The proposed sale of Premier League club Everton to the Texas-based Friedkin Group has fallen through, both parties said in a joint statement
MANCHESTER, England — The proposed sale of Premier League club Everton to the Texas-based Friedkin Group has fallen through, both parties said in a joint statement on Friday.
The Friedkin Group, which has a portfolio of companies in the automotive, entertainment, hospitality, sports and adventure industries, entered into exclusive discussions to buy a majority stake in Everton last month.
But the two parties said Friday that discussions had ended and the proposed deal would not go ahead.
“The parties agree it is in both their interests for Everton to explore alternative options,” the joint statement said.
The development places more uncertainty over the future of Everton after the proposed takeover by 777 Partners — a Miami-based private investment firm — collapsed last month.
Nine-time English champion Everton has battled relegation in each of the last three seasons and in its most recent accounts reported losses of $112.5 million.

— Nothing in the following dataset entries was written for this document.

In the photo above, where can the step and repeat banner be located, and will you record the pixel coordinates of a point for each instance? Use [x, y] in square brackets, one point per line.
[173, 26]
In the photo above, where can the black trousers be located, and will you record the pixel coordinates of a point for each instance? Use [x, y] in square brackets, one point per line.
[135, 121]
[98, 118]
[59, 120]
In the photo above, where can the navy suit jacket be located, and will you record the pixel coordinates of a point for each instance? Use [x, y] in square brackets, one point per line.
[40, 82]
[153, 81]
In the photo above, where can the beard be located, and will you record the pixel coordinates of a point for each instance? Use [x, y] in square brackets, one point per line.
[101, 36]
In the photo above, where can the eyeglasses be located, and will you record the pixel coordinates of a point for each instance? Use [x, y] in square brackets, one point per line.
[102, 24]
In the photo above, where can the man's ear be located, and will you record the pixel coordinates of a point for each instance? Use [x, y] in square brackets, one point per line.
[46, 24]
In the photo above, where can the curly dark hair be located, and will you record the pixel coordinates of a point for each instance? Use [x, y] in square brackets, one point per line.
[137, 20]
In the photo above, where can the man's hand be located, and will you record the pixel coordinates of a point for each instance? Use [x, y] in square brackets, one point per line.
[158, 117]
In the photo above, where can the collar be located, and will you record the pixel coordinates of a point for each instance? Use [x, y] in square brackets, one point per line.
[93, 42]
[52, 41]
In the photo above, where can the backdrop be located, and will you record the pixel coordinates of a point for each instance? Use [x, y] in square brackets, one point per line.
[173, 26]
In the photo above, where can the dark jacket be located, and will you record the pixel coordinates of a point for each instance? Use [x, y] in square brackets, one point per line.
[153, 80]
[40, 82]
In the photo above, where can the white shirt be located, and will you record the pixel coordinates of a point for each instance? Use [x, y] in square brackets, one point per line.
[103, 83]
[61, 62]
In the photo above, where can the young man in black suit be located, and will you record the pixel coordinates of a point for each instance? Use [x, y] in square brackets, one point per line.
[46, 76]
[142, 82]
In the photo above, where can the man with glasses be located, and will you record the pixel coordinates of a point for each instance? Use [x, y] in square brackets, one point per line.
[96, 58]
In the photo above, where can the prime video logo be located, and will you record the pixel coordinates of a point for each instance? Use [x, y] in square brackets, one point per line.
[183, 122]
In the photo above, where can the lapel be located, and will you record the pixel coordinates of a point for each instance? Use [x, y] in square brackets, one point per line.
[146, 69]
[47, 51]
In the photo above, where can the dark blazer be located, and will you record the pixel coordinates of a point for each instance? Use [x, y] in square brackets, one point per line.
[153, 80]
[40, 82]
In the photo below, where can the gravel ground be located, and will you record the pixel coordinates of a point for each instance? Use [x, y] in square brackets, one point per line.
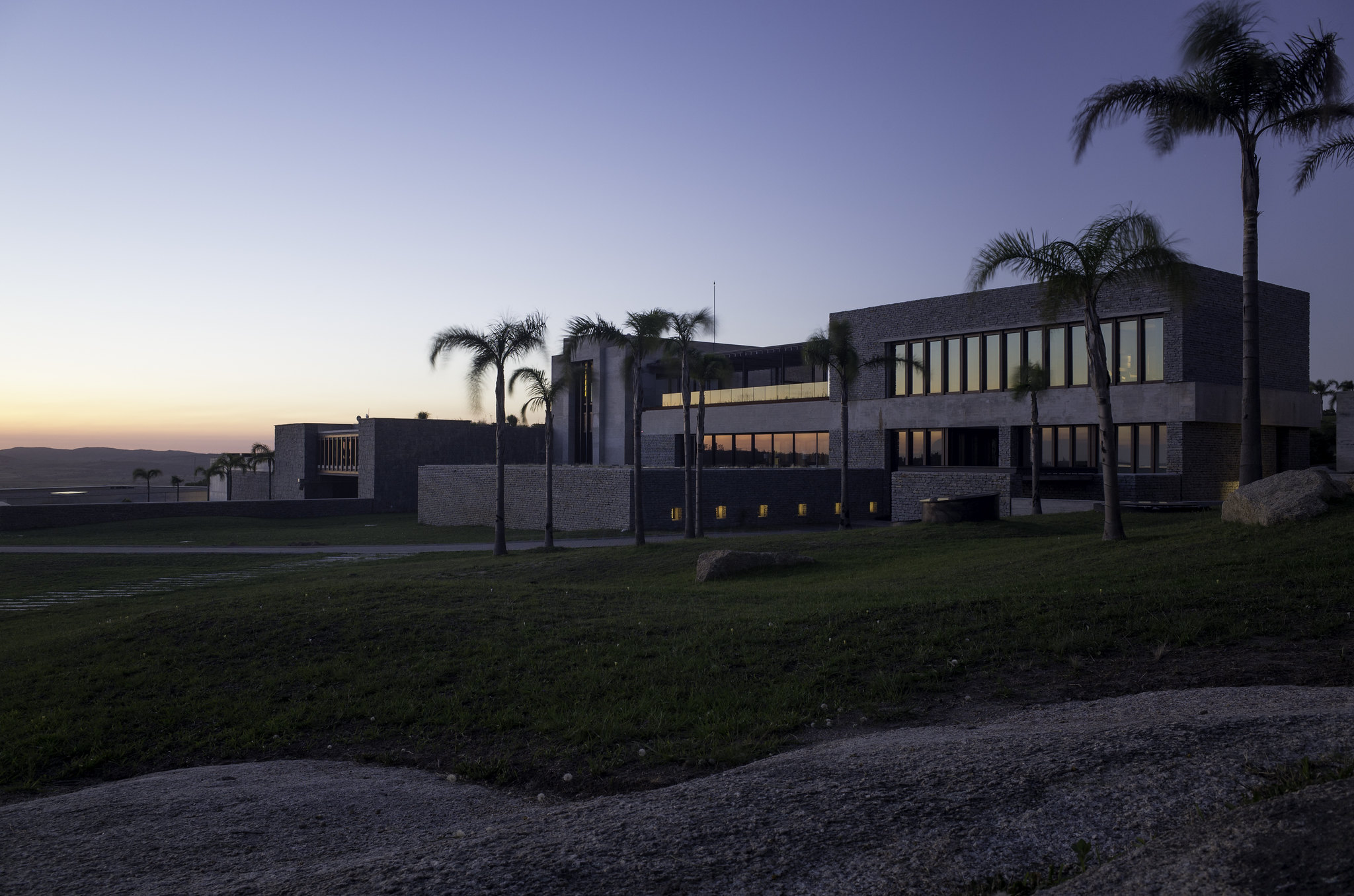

Last season it received two separate points deductions for breaching the league’s financial rules, but still retained its top-flight status for another year.
Uncertainty surrounding the club comes at a time when it is constructing a 52,888-capacity stadium, which it is due to move in to next year.
Mahority shareholder Farhad Moshiri, who has as 94.1% stake, said last September that the sale would secure financing to complete the new stadium.
The Friedkin Group’s move for Everton came after it bought Roma for $700 million in 2020. Its other companies include Gulf States Toyota, which Forbes said sold $9.1 billion worth of Toyotas in 2022.